Employee distracted driving: implications for employers
By Kumail Karimjee
We all know that driving while texting, dialing or emailing on a smart phone is dangerous and, in Ontario, illegal. What many employers do not realize is that they can also be exposed to liability if an employee has an accident while using a company-provided cell phone in a dangerous way while driving.
The statistics are alarming.
According to a 2012 report by the U.S. Department of Transportation, in the U.S.:
- more than 100,000 drivers are texting at any given daylight moment;
- more than 600,000 drivers are holding phones to their ears while driving; and,
- drivers under 25 are two to three times more likely that older drivers to send text messages or emails while driving. Read Globe and Mail story
In 2009, the government of Ontario introduced new regulations under the Highway Traffic Act (HTA) prohibiting the use of hand-held devices while operating motor vehicles (subject to certain exceptions). By forbidding the use of handheld devices for texting, talking while holding a cell phone, dialing and emailing, the amendment aimed to reduce the dangers of distracted driving.
Implications for employers
Employers who provide vehicles or cell phones to employees and expect employees to be reachable by cell phone should consider the implications of the HTA and the growing research about the dangers of cell phone use and driving. This is happening in the U.S. where the U.S. Department of Transportation has encouraged companies to enact anti-distracted-driving employment policies. Further, in 2009 President Obama issued an executive order prohibiting federal employees from texting while driving government vehicles or while using government supplied cell phones while driving any vehicle.

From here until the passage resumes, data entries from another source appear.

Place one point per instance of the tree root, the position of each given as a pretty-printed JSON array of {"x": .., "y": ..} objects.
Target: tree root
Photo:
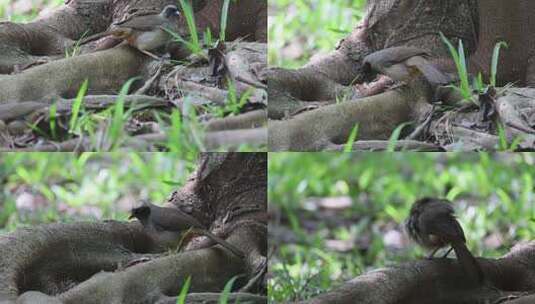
[{"x": 439, "y": 281}]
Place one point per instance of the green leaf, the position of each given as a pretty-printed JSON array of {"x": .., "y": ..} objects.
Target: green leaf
[
  {"x": 181, "y": 299},
  {"x": 76, "y": 106},
  {"x": 494, "y": 64},
  {"x": 348, "y": 147}
]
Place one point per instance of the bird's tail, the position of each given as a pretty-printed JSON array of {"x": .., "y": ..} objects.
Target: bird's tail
[{"x": 469, "y": 264}]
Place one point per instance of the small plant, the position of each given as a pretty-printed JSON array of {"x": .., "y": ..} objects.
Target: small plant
[
  {"x": 460, "y": 63},
  {"x": 503, "y": 144},
  {"x": 226, "y": 291},
  {"x": 348, "y": 147},
  {"x": 181, "y": 299},
  {"x": 116, "y": 129},
  {"x": 76, "y": 107},
  {"x": 75, "y": 49},
  {"x": 52, "y": 119},
  {"x": 193, "y": 44}
]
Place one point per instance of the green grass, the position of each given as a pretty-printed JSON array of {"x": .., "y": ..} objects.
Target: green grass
[
  {"x": 300, "y": 29},
  {"x": 50, "y": 187},
  {"x": 492, "y": 193}
]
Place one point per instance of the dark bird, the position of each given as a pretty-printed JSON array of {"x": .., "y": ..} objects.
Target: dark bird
[
  {"x": 168, "y": 224},
  {"x": 144, "y": 32},
  {"x": 432, "y": 224},
  {"x": 405, "y": 64}
]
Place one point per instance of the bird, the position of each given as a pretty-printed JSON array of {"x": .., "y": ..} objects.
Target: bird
[
  {"x": 145, "y": 33},
  {"x": 433, "y": 225},
  {"x": 404, "y": 64},
  {"x": 168, "y": 224}
]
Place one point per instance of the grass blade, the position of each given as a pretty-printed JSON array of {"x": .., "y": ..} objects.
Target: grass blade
[
  {"x": 181, "y": 299},
  {"x": 77, "y": 104},
  {"x": 226, "y": 291},
  {"x": 494, "y": 63},
  {"x": 348, "y": 147},
  {"x": 224, "y": 18}
]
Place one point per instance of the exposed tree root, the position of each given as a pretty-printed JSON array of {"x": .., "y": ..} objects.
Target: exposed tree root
[{"x": 441, "y": 281}]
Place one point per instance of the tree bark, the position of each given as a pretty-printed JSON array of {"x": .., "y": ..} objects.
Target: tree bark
[{"x": 100, "y": 262}]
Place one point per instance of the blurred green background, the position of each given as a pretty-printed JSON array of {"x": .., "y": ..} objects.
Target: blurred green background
[
  {"x": 26, "y": 10},
  {"x": 335, "y": 216},
  {"x": 303, "y": 28},
  {"x": 63, "y": 187}
]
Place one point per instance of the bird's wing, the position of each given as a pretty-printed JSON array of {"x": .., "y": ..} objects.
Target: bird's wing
[
  {"x": 445, "y": 223},
  {"x": 143, "y": 23}
]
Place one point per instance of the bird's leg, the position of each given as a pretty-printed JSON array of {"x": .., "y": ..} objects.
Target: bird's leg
[
  {"x": 432, "y": 254},
  {"x": 192, "y": 231},
  {"x": 447, "y": 252}
]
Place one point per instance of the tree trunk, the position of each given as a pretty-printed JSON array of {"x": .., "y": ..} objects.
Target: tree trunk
[{"x": 90, "y": 262}]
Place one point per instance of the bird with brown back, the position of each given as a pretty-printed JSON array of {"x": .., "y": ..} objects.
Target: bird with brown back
[
  {"x": 433, "y": 225},
  {"x": 405, "y": 64},
  {"x": 168, "y": 224},
  {"x": 145, "y": 32}
]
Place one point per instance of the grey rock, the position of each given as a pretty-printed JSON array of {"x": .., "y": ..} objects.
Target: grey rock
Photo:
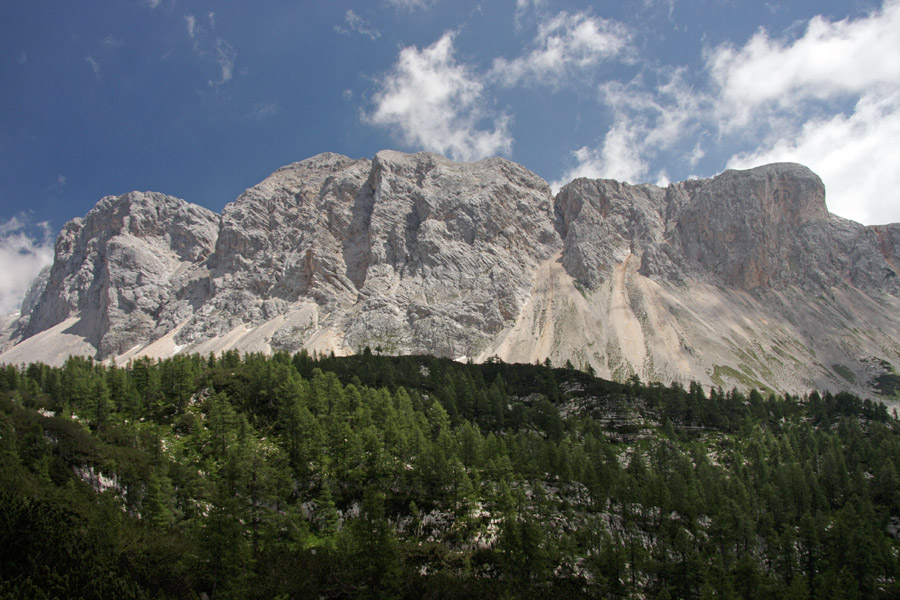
[{"x": 743, "y": 279}]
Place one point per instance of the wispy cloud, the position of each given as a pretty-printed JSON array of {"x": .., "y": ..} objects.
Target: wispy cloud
[
  {"x": 357, "y": 24},
  {"x": 208, "y": 45},
  {"x": 564, "y": 45},
  {"x": 648, "y": 120},
  {"x": 95, "y": 66},
  {"x": 190, "y": 22},
  {"x": 854, "y": 154},
  {"x": 410, "y": 5},
  {"x": 431, "y": 101},
  {"x": 22, "y": 256}
]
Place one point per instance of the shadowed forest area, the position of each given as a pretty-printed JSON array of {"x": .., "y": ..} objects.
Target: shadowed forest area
[{"x": 293, "y": 476}]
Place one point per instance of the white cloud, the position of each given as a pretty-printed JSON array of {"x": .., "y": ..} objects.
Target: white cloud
[
  {"x": 854, "y": 155},
  {"x": 828, "y": 98},
  {"x": 831, "y": 60},
  {"x": 432, "y": 102},
  {"x": 647, "y": 121},
  {"x": 95, "y": 66},
  {"x": 359, "y": 25},
  {"x": 410, "y": 5},
  {"x": 618, "y": 158},
  {"x": 22, "y": 256},
  {"x": 563, "y": 45}
]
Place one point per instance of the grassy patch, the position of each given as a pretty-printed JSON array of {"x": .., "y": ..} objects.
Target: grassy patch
[
  {"x": 722, "y": 372},
  {"x": 844, "y": 372}
]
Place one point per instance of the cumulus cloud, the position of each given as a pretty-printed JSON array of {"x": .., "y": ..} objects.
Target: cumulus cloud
[
  {"x": 853, "y": 154},
  {"x": 22, "y": 256},
  {"x": 648, "y": 120},
  {"x": 791, "y": 84},
  {"x": 356, "y": 23},
  {"x": 564, "y": 44},
  {"x": 211, "y": 46},
  {"x": 831, "y": 59},
  {"x": 431, "y": 101},
  {"x": 828, "y": 98}
]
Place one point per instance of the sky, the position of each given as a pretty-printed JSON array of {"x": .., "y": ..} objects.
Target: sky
[{"x": 203, "y": 99}]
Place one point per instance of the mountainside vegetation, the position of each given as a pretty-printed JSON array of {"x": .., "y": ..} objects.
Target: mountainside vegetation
[{"x": 298, "y": 476}]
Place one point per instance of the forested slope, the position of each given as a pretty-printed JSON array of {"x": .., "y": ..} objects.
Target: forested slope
[{"x": 370, "y": 476}]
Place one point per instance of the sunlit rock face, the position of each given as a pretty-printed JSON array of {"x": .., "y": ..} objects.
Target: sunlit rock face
[{"x": 742, "y": 280}]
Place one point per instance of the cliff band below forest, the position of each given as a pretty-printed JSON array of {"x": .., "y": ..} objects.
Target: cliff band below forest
[{"x": 741, "y": 280}]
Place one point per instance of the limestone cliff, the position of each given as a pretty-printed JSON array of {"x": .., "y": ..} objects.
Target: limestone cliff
[{"x": 743, "y": 279}]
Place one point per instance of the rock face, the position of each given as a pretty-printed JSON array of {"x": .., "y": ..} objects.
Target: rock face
[{"x": 743, "y": 279}]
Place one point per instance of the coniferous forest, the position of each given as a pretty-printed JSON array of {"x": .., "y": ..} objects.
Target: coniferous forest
[{"x": 415, "y": 477}]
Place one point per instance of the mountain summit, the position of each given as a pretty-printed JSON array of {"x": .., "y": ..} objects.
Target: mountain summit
[{"x": 743, "y": 279}]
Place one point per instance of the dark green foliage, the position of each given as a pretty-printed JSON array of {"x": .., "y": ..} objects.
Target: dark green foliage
[{"x": 374, "y": 476}]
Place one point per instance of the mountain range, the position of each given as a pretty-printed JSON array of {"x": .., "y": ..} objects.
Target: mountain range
[{"x": 741, "y": 280}]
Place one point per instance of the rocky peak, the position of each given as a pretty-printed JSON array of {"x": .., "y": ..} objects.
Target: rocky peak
[
  {"x": 742, "y": 279},
  {"x": 118, "y": 262}
]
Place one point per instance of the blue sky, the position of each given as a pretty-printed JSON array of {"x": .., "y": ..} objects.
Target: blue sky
[{"x": 203, "y": 99}]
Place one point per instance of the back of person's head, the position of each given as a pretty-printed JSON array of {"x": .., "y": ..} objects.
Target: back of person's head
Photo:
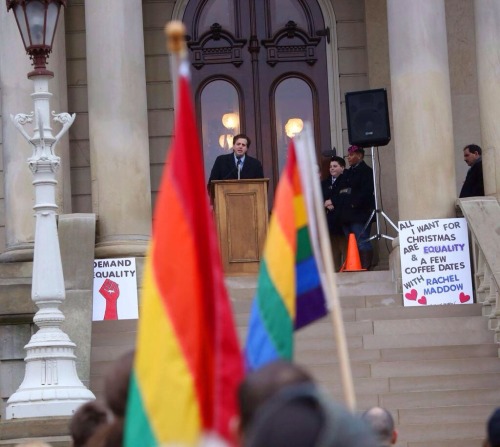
[
  {"x": 86, "y": 420},
  {"x": 473, "y": 148},
  {"x": 260, "y": 385},
  {"x": 117, "y": 382},
  {"x": 301, "y": 416},
  {"x": 382, "y": 424},
  {"x": 108, "y": 435},
  {"x": 493, "y": 429}
]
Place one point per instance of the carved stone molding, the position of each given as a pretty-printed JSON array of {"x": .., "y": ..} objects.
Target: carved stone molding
[
  {"x": 217, "y": 46},
  {"x": 291, "y": 44}
]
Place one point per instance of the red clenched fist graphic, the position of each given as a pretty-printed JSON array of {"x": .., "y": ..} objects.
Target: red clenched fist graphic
[{"x": 110, "y": 290}]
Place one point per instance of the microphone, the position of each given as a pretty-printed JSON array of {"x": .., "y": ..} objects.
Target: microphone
[{"x": 230, "y": 173}]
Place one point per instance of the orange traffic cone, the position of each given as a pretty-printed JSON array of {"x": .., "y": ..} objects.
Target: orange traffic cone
[{"x": 352, "y": 262}]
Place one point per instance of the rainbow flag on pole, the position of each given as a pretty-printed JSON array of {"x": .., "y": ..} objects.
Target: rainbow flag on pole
[
  {"x": 289, "y": 290},
  {"x": 188, "y": 361}
]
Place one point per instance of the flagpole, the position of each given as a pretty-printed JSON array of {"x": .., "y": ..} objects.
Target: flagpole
[
  {"x": 331, "y": 291},
  {"x": 175, "y": 31}
]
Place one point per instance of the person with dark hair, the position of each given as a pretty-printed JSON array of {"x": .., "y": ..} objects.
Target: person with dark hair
[
  {"x": 260, "y": 385},
  {"x": 493, "y": 430},
  {"x": 86, "y": 421},
  {"x": 356, "y": 191},
  {"x": 301, "y": 416},
  {"x": 237, "y": 164},
  {"x": 382, "y": 424},
  {"x": 107, "y": 435},
  {"x": 330, "y": 188},
  {"x": 473, "y": 185}
]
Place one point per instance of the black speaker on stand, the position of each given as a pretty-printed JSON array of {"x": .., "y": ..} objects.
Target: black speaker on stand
[{"x": 368, "y": 126}]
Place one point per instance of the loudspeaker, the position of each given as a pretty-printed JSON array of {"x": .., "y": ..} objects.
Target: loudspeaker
[{"x": 368, "y": 118}]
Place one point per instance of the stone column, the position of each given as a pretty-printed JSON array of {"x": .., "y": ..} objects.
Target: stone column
[
  {"x": 421, "y": 105},
  {"x": 487, "y": 17},
  {"x": 16, "y": 89},
  {"x": 118, "y": 126}
]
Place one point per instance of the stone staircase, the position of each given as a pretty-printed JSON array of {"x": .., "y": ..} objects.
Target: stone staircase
[{"x": 435, "y": 368}]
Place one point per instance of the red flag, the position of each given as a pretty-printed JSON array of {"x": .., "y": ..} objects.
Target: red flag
[{"x": 188, "y": 362}]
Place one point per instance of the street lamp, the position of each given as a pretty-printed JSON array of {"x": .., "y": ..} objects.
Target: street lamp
[{"x": 51, "y": 386}]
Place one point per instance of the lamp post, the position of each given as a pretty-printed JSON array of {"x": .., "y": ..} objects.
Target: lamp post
[{"x": 51, "y": 386}]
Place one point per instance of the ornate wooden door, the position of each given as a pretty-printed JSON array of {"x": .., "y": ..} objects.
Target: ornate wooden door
[{"x": 259, "y": 68}]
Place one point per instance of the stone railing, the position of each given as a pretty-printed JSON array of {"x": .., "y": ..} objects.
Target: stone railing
[{"x": 483, "y": 219}]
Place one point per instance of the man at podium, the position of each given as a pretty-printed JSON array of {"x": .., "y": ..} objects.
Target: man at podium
[{"x": 237, "y": 165}]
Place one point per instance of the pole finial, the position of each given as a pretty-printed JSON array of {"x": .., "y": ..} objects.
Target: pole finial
[{"x": 176, "y": 32}]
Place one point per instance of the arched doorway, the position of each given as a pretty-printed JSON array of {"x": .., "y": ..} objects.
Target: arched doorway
[{"x": 263, "y": 67}]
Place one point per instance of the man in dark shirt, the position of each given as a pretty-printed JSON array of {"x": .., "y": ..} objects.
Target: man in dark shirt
[
  {"x": 357, "y": 202},
  {"x": 473, "y": 185},
  {"x": 237, "y": 164}
]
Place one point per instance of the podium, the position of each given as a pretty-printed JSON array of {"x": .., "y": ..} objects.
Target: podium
[{"x": 241, "y": 217}]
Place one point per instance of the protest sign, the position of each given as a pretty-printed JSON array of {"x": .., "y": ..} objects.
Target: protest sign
[
  {"x": 435, "y": 262},
  {"x": 115, "y": 289}
]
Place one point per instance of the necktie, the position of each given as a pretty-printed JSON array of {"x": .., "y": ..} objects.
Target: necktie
[{"x": 238, "y": 165}]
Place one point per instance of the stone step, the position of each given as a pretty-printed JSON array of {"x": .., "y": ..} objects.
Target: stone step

To be clear, the law in Ontario does not directly impose liability on employers for their employees’ violations of the HTA — the HTA applies only to the person driving the vehicle. Nonetheless, employers could face civil liability (or claims for workers’ compensation benefits) for accidents caused by their employees while using hand-held devices for purposes related to their employment.
Consider, for example, the evolving area of employer host liability. It is now widely accepted that employers should take active steps to reduce the risk that an employee will drink and drive after an employer sponsored event. It is an open question whether there might be some liability placed on an employer that provides an employee with a cell phone, expects that employee to be available and to respond to calls and emails while on the road, and has not put any measures in place to discourage the use of cell phones in a way that is contrary to the HTA.
Employers should also keep in mind that they have general obligations under the Occupational Health and Safety Act to take every reasonable precaution to protect their workers’ health and safety.
In sum, even though the HTA does not impose fines on employers for their employees’ unlawful use of hand-held devices while driving, employers in Ontario would be well-advised to review the HTA and develop policies which prohibit their employees from using hand-held devices while driving except when used in the hands-free mode, for emergency calls, or when the vehicle is safely pulled off the road. Further, employers which fall within the temporarily exempt industries (commercial drivers in transport-related industries and public utility workers) should be mindful that January 1, 2013 is their deadline for compliance with the HTA.